Announcing yesterday the end of its strategy of massive purchases of Treasury bonds and mortgage-backed securities, the American Federal Reserve has made the first step toward the normalization of its monetary policy. The road will be long.

This program of “quantitative easing” (QE), in its third phase since the financial crisis of 2008, has injected hundreds of billions of dollars into the U.S. economy. Particularly, in buying these bonds and securities, the Fed has lowered interest rates in hopes of encouraging investment.

As soon as the first phase launched in the autumn of 2008, QE had been much debated. After all, it consisted of “printing” money in order to stimulate the economy, a blatant violation of the rules followed by the central banks until that point. Today, the majority of economists estimate that the three phases of the program have contributed to the boost seen by our neighbors to the south.

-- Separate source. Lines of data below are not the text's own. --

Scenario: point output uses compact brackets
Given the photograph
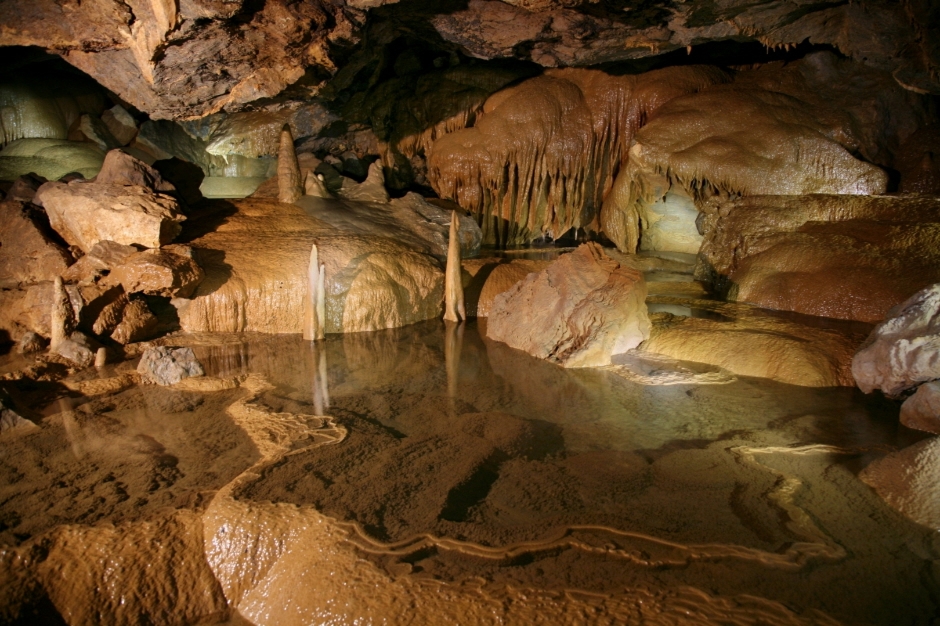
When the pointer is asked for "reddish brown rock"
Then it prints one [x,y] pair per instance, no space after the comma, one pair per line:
[159,272]
[86,213]
[846,257]
[137,323]
[578,312]
[28,252]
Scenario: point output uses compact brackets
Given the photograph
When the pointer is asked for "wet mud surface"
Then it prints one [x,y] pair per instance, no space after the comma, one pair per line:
[455,480]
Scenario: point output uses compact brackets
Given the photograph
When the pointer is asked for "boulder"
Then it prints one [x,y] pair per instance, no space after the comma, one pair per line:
[137,323]
[922,410]
[30,342]
[86,213]
[578,312]
[28,249]
[909,481]
[120,168]
[165,365]
[103,257]
[750,342]
[169,272]
[78,349]
[120,123]
[259,282]
[904,350]
[845,257]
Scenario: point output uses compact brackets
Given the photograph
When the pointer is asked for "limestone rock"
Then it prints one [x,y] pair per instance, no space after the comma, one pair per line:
[10,419]
[747,342]
[578,312]
[103,257]
[92,129]
[78,349]
[137,323]
[50,158]
[28,251]
[159,272]
[847,257]
[24,188]
[922,410]
[909,481]
[30,342]
[120,168]
[260,282]
[904,350]
[86,213]
[166,365]
[120,123]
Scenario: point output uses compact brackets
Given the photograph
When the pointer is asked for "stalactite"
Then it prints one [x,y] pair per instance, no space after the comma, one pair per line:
[289,182]
[543,154]
[454,309]
[61,315]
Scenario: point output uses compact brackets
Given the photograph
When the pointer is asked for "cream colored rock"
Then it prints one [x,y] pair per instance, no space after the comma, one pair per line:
[904,350]
[86,213]
[158,272]
[922,410]
[578,312]
[846,257]
[28,253]
[747,342]
[909,481]
[260,281]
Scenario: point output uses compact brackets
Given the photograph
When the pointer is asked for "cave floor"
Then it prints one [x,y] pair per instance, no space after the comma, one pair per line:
[428,475]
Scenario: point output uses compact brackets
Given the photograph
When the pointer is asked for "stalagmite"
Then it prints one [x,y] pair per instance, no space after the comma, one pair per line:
[289,182]
[454,309]
[61,314]
[312,330]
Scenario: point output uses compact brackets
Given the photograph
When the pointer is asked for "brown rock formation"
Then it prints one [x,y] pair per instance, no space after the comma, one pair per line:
[847,257]
[578,312]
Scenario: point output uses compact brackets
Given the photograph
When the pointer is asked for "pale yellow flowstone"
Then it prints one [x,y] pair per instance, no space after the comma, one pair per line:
[287,565]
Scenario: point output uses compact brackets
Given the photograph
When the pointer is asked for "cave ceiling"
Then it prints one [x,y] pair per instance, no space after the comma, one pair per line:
[186,59]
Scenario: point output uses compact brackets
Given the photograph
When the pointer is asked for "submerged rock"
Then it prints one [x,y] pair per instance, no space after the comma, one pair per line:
[86,213]
[166,365]
[922,410]
[579,311]
[904,350]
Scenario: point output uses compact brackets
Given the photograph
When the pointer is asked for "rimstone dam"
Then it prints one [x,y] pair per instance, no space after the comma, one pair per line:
[470,312]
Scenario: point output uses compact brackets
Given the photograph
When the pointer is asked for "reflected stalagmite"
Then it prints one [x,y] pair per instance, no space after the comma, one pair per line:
[290,185]
[315,301]
[454,309]
[60,315]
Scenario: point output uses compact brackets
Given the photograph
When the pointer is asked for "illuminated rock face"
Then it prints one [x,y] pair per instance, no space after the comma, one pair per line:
[577,312]
[543,154]
[833,256]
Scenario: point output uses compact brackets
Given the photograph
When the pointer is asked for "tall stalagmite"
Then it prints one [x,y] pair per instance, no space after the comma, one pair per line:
[290,184]
[454,309]
[60,315]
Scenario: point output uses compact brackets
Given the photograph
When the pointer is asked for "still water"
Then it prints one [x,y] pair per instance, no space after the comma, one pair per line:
[428,475]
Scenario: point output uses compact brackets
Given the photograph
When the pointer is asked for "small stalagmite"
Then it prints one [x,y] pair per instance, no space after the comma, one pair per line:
[61,314]
[454,309]
[290,184]
[315,303]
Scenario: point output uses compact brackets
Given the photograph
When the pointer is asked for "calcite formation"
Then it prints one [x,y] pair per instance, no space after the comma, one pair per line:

The Canadian economy has benefited from it, as well.

The decision announced yesterday by the American central bank is in itself good news. It shows that, according to the Fed’s leaders, the economic situation in the United States is continuing to improve. The press release emphasizes, among other things, the “solid gains” recorded in employment.

The stock markets have reacted soberly to the news, a calm that settles with the brutal fall provoked by the first sign of a decrease in purchases last year. Since then, the Fed has thoroughly prepared the terrain, and the landing was made softly. But the hardest work remains to be done.

The long-term interest rates remain abnormally low in the United States, Canada and elsewhere in the world. This has some positive effects for borrowers (namely governments), but it hurts retirement plans and people whose savings are entrusted in guaranteed investments rather than in the stock market. The Fed will begin, probably over the course of the next year, to raise the cost of loans once again. In a troubling international situation – stagnation in Europe and weakness in China and other emerging countries – will the American economy be strong enough to withstand this increase?

Another challenge for the Federal Reserve: in buying all of its bonds and securities, it has accumulated in its coffers $4.5 trillion in assets, five times more than what it held before the crisis. One day or another, it will have to recover its money. Again, the maneuver will be tricky. In launching QE in 2008, the Fed entered into uncharted territory. This week, in starting the slow return to a conventional monetary policy, it continues to navigate an unexplored sea.